はちょこんと居座っている罪悪感がつぶらな瞳で勇樹を見つめてくる。


 いや、三十二才児で何が悪い!


 結局はそうやって開き直って夜遅くまでゲームにいそしんでいたわけだが、

加齢ってのは残酷なものだ。

 見事に寝坊をした。

 微妙に寝ぐせの残る髪の毛をワックスで押さえつけて、ちょっと皺の寄った

スーツを着る。

 目の下のクマは見なかったふりだ。これは連休中のゲームのせいというより

は、残業続きによる慢性的な寝不足の証である。



 

「ん……?」


 そんなわけで走ってたどり着いた最寄り駅。

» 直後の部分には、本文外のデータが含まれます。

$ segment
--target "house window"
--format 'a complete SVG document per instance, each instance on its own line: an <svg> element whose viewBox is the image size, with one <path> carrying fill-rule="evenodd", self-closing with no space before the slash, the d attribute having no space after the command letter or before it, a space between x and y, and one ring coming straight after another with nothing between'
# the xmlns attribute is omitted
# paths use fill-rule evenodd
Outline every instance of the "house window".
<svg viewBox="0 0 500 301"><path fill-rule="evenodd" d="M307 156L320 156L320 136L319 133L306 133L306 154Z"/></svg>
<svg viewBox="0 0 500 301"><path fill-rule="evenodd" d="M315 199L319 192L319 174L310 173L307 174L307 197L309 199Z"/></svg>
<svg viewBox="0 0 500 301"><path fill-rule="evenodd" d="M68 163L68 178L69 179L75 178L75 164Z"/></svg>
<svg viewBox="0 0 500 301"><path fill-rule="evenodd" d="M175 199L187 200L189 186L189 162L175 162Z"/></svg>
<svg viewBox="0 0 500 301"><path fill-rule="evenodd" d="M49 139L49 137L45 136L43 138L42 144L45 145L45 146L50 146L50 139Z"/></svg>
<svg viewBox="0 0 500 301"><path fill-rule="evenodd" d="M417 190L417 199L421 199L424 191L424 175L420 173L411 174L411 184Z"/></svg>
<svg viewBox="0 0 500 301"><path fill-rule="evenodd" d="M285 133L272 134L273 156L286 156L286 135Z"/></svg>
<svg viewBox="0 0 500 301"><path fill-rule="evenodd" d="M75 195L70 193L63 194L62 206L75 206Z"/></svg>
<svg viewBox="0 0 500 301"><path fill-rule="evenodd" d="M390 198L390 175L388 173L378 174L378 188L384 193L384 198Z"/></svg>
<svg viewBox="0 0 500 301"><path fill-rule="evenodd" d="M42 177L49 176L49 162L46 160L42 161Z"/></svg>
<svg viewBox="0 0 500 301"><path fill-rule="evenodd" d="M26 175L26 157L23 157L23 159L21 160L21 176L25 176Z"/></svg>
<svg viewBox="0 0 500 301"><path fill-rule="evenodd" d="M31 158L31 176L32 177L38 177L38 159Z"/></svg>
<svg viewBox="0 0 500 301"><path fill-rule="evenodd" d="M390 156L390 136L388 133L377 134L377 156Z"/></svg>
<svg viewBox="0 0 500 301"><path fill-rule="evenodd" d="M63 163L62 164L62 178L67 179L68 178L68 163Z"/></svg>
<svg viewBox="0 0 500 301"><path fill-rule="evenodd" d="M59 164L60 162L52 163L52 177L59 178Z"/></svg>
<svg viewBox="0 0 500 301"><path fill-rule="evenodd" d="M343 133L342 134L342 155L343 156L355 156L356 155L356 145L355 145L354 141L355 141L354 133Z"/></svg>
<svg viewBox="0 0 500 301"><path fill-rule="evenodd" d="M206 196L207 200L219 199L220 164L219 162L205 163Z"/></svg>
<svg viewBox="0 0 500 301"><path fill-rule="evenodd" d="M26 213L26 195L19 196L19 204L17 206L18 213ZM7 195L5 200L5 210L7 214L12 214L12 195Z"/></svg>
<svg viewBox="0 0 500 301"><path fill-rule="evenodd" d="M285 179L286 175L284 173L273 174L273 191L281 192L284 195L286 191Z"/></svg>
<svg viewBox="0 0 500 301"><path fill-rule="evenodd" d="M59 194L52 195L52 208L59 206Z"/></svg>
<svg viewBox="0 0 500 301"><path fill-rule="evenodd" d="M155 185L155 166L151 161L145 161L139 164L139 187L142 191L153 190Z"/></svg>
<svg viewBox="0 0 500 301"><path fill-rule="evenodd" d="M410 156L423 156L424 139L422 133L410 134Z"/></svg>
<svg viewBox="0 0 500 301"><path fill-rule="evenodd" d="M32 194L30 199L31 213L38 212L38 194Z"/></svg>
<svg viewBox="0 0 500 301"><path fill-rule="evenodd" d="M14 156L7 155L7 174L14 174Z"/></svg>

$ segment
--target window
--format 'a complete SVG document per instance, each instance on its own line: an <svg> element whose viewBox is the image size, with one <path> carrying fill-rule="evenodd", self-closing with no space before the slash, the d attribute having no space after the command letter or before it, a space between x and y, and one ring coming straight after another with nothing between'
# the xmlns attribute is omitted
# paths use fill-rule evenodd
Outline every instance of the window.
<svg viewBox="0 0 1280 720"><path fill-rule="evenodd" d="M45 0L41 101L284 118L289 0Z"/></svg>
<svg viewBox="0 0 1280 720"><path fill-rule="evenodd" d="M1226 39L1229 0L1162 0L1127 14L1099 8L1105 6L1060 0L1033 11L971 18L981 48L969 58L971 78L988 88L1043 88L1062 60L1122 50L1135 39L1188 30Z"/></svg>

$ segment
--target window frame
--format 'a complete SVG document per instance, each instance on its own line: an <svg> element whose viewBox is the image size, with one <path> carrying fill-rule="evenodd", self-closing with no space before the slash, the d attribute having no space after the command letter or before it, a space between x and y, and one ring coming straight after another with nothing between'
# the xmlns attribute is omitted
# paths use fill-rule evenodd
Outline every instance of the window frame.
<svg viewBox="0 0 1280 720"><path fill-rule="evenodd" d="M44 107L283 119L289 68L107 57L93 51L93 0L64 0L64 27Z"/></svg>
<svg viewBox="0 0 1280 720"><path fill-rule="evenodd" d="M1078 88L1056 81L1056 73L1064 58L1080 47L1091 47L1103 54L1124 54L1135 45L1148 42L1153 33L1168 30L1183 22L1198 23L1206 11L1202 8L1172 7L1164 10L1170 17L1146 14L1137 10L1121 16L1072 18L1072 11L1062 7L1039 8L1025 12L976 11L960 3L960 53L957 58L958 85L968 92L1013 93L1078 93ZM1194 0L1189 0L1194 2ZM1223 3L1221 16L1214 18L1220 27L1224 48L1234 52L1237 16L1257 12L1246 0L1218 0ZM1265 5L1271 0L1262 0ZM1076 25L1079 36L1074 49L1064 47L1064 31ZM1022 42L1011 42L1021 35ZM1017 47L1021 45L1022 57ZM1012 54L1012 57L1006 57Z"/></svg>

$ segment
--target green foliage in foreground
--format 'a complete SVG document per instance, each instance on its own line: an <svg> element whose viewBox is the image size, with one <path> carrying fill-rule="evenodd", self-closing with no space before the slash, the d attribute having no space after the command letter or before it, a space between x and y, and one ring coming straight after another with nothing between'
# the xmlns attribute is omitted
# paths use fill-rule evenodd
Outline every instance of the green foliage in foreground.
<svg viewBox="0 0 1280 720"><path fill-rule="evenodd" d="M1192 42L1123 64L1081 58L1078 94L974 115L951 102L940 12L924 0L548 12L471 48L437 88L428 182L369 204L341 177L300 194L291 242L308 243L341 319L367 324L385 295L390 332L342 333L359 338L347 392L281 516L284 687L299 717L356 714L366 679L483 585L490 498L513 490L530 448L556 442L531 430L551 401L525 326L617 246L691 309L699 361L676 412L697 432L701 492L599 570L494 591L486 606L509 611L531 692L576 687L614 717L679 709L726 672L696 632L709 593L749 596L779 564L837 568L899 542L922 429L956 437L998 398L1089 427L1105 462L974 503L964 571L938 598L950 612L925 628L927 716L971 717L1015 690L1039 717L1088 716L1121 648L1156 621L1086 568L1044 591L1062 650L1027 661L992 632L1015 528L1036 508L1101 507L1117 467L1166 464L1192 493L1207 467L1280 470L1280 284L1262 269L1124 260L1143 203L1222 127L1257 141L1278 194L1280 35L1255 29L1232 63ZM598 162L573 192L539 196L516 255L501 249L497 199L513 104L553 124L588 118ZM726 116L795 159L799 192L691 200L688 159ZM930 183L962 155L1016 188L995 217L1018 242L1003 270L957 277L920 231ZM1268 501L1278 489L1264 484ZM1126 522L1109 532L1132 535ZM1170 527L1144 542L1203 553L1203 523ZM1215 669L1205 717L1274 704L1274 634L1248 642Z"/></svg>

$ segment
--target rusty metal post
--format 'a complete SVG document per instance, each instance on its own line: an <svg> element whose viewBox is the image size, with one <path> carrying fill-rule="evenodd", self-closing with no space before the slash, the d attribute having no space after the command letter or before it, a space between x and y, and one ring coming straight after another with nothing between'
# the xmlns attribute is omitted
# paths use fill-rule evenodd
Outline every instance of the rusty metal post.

今日から再開する労働のため

に、勇樹はいつもより一本遅い電車を待っていた。

 駅のホームに立っている人のほとんどが、生気のない顔でスマホの画面をじ

っと眺めている。

 オトナだ。

 工場のラインから不動産営業まで色々と職を経験したが、どの職場のバック

グラウンドも同じようなありさまで、死んだ顔で背中を丸めてスマホをいじっ

ている人ばかりだ。


「あの、大丈夫ですか?」


 その中で、様子のおかしい人がいた。

 勇樹の斜め前に立っている、菫色のマフラーをした女性がぐらぐらと揺れ始

めたのだ。

 声をかけたが、返事がない。

 危ないな、と思っていると、かくんと女性の足から力が抜けた。


「ああっ!」


 思わず叫んだ。

 このままでは線路に向かって、真っ逆さまだ。

 ホームには通貨電車を知らせる自動アナウンスが流れている。


「あぶないっ!」


 やばい、と思ったときには、すでに勇樹の身体は動いていた。

 女性の腕を取って引っ張る。

 ぐい、と力をこめた瞬間──今度は、俺が体勢を崩してしまう。

 立て直そうとしても、足にうまく力が入らない。

 ついに足首をぐねって、ホームに落下した。


 右肩、強打。


 ひと呼吸遅れて、誰かが悲鳴をあげる。


 緊急停止ボタン、誰か押してくれ。


 かすむ視界の中に、さっき助けた女性が見えた。

 真っ青な顔でこちらを見ている。よかった、とりあえず無事みたいで。

 ──そのとき。

 プワァァァー、マヌケで絶望的な音が近づいてきた。


「嘘だろ」


 目の前に迫り来る通勤快速特急(新宿行)の車輪と、ホームの悲鳴。

 勇樹は、俺は思った。

 

 ……あー。こりゃ、死んだわ。